First, driven forward by the her unbreakable entrepreneurial spirit, her limitless enthusiasm and her love for music, Raquel Andueza has set off on a new musical stage by presenting a new record label, Anima e Corpo, to the public at a moment marked by the crisis and a lack of perspectives. Nothing, however, is great enough to impede Raquel from gifting us with her delicate manner of singing and her exquisite musical taste, which she feels she should share with all of us.
It should not be forgotten that her record label is named Anima e Corpo (Soul and Body), a highly enlightening indication of what this woman feels about music and its dissemination. It reflects the soul with which she performs her repertoire, the soul with which we listen to her sing, as she finds peace and solace in it, vibrating with emotion. The soul is her and our companion and makes it possible for her to sing and us to feel her at our side.
La Galanía is another novelty Raquel presents in this record. It is a group whose members, Jesús Fernandez Baena and Pierre Pitzl, empathise unconditionally with Raquel’s wonderful notion of music, allowing the three of them to fuse together three souls and three bodies; Anima e Corpo once more.
And what can be said about the repertoire included in this musical gift? It is the outcome of the meticulous, conscientious and constant musicological research carried out by Raquel Andueza and La Galanía aimed at presenting us with some musical pieces of the Spanish 17th-century Baroque, which are interspersed with marvellous English, Italian and French scores that perfumed a period when musical interrelationships and influences in Europe knew of no boundaries.
A fruit of this research work and La Galanía’s enthusiasm, the record includes unpublished works which have never been recorded before. This is yet another gift from Raquel Andueza and her group.

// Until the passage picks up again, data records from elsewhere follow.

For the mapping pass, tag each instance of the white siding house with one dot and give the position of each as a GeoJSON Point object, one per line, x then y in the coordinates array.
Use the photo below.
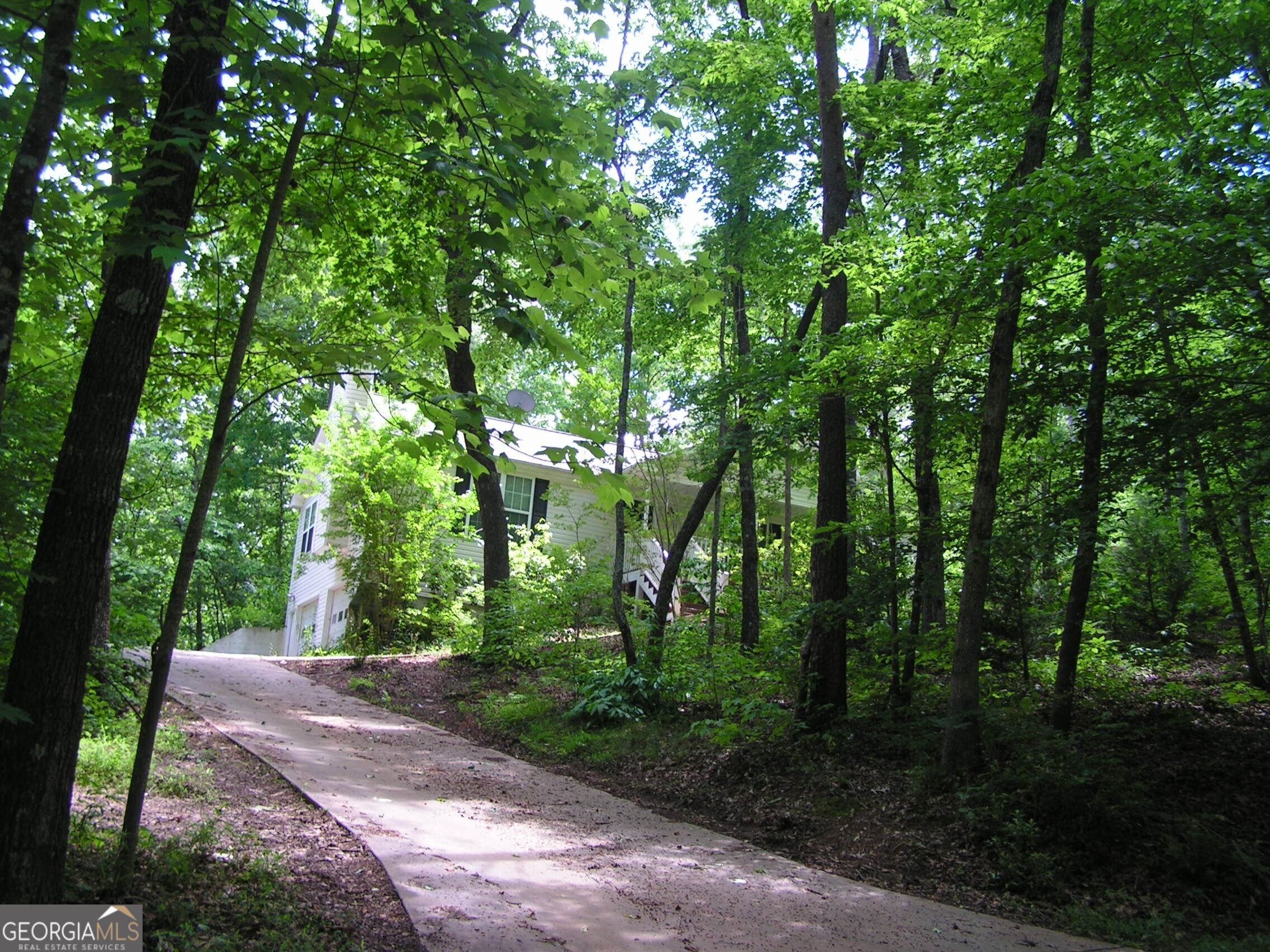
{"type": "Point", "coordinates": [534, 489]}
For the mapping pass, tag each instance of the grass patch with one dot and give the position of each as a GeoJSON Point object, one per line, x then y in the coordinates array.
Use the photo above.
{"type": "Point", "coordinates": [214, 889]}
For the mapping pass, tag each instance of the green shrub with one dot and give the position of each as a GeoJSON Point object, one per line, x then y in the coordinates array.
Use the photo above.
{"type": "Point", "coordinates": [743, 721]}
{"type": "Point", "coordinates": [614, 696]}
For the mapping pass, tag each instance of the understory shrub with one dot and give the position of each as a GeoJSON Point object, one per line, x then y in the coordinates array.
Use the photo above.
{"type": "Point", "coordinates": [614, 696]}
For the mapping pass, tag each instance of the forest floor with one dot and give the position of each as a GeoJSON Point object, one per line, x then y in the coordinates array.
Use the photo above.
{"type": "Point", "coordinates": [233, 856]}
{"type": "Point", "coordinates": [1147, 828]}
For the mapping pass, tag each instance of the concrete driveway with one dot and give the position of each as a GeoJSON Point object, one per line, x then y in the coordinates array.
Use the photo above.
{"type": "Point", "coordinates": [489, 852]}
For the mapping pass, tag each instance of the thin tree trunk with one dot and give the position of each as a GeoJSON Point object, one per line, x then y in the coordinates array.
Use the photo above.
{"type": "Point", "coordinates": [1183, 516]}
{"type": "Point", "coordinates": [160, 654]}
{"type": "Point", "coordinates": [822, 691]}
{"type": "Point", "coordinates": [962, 749]}
{"type": "Point", "coordinates": [624, 625]}
{"type": "Point", "coordinates": [20, 198]}
{"type": "Point", "coordinates": [928, 575]}
{"type": "Point", "coordinates": [788, 536]}
{"type": "Point", "coordinates": [675, 559]}
{"type": "Point", "coordinates": [463, 381]}
{"type": "Point", "coordinates": [750, 610]}
{"type": "Point", "coordinates": [892, 560]}
{"type": "Point", "coordinates": [1254, 568]}
{"type": "Point", "coordinates": [198, 618]}
{"type": "Point", "coordinates": [102, 618]}
{"type": "Point", "coordinates": [1257, 677]}
{"type": "Point", "coordinates": [46, 674]}
{"type": "Point", "coordinates": [718, 506]}
{"type": "Point", "coordinates": [1091, 472]}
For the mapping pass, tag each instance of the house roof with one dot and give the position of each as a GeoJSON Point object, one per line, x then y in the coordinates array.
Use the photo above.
{"type": "Point", "coordinates": [526, 444]}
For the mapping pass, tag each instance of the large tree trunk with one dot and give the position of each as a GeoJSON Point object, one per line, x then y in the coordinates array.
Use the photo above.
{"type": "Point", "coordinates": [46, 675]}
{"type": "Point", "coordinates": [928, 582]}
{"type": "Point", "coordinates": [897, 691]}
{"type": "Point", "coordinates": [962, 735]}
{"type": "Point", "coordinates": [1254, 568]}
{"type": "Point", "coordinates": [745, 436]}
{"type": "Point", "coordinates": [823, 677]}
{"type": "Point", "coordinates": [29, 163]}
{"type": "Point", "coordinates": [160, 653]}
{"type": "Point", "coordinates": [713, 623]}
{"type": "Point", "coordinates": [619, 463]}
{"type": "Point", "coordinates": [463, 381]}
{"type": "Point", "coordinates": [1091, 473]}
{"type": "Point", "coordinates": [675, 558]}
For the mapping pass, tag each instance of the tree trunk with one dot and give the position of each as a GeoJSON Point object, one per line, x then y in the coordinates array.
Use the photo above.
{"type": "Point", "coordinates": [46, 675]}
{"type": "Point", "coordinates": [750, 611]}
{"type": "Point", "coordinates": [962, 735]}
{"type": "Point", "coordinates": [928, 580]}
{"type": "Point", "coordinates": [1254, 569]}
{"type": "Point", "coordinates": [20, 198]}
{"type": "Point", "coordinates": [1257, 677]}
{"type": "Point", "coordinates": [101, 639]}
{"type": "Point", "coordinates": [198, 620]}
{"type": "Point", "coordinates": [822, 691]}
{"type": "Point", "coordinates": [463, 381]}
{"type": "Point", "coordinates": [788, 536]}
{"type": "Point", "coordinates": [1091, 472]}
{"type": "Point", "coordinates": [620, 510]}
{"type": "Point", "coordinates": [160, 653]}
{"type": "Point", "coordinates": [718, 506]}
{"type": "Point", "coordinates": [675, 559]}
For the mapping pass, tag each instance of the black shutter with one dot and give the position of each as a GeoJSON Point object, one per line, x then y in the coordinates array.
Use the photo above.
{"type": "Point", "coordinates": [540, 503]}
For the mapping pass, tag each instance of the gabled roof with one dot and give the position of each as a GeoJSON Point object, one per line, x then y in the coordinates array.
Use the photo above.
{"type": "Point", "coordinates": [526, 444]}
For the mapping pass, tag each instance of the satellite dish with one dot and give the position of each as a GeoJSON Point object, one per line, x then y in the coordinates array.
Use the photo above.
{"type": "Point", "coordinates": [521, 400]}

To end this record recommendation on Yo soy la locura, allow me to let Raquel discuss this wonderful work herself. In the carefully crafted book which comes with the record and contains trilingual translations of all the pieces in Spanish, French and English, Raquel states:
“We decided to only use plucked string instruments for the instrumentation: the Baroque guitar, as an essential instrument of the period, and the theorbo, which also featured heavily in 17th century Europe, as the basis for the basso continuo.

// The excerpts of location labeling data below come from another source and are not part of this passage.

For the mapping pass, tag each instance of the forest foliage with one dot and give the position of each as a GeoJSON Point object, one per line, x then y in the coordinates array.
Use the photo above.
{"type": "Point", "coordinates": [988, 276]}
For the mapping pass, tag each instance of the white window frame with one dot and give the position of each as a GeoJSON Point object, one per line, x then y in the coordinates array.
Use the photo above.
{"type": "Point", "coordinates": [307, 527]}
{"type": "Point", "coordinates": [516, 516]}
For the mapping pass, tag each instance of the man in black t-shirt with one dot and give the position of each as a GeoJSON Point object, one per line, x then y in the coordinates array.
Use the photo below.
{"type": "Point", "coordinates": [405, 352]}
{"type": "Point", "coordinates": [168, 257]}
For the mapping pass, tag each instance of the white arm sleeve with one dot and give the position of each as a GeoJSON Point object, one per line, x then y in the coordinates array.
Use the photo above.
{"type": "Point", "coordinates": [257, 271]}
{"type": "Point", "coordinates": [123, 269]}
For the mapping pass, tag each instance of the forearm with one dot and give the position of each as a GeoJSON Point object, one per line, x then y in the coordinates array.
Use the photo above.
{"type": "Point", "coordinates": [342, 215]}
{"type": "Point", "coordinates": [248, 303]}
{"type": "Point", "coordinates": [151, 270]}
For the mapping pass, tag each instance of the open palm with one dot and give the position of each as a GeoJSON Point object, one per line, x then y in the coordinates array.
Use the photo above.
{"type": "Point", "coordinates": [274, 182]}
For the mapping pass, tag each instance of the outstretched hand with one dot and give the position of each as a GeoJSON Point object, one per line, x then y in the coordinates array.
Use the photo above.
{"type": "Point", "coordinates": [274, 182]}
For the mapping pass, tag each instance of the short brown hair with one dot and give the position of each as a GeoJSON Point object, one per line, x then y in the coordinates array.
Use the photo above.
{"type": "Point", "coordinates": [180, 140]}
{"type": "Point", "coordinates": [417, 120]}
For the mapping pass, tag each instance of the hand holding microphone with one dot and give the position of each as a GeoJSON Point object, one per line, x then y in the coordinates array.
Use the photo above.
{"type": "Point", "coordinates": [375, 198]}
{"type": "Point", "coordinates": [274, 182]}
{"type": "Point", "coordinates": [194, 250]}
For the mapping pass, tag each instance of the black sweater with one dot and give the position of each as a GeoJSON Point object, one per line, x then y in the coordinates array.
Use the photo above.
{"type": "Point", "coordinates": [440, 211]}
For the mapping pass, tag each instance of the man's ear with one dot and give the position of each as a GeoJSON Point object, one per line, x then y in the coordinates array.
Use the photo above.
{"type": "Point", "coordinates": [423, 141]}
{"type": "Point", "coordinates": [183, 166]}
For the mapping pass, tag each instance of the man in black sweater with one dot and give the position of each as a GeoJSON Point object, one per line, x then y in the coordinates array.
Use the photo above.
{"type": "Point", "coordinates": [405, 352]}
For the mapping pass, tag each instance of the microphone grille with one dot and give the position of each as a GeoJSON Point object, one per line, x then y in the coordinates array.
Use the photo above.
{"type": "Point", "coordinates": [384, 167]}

Both the preparation and the recording work were a real pleasure, as the variety of registers of the album’s fifteen tracks allowed us to enjoy each piece in a very different way.
I remember, for instance, how we had the feeling that we had been injected with energy to work for hours on end after having recorded Yo soy la locura. However, after recording Sé que me muero de amor, we just couldn’t carry on recording because we felt completely drained despite the fact that we were scheduled to work for another couple of hours.
There is no doubt that it is a real pleasure for us that these sensations and memories have been recorded for posterity in this box measuring 12 by 12 cm.”
The only thing I have to add, Raquel, is that the pleasure is ours being able to listen to you and share your enthusiasm and those memories. Many thanks and we wish you great success for this new record label, Anima e Corpo, which will undoubtedly become a point of reference for “music with feeling”.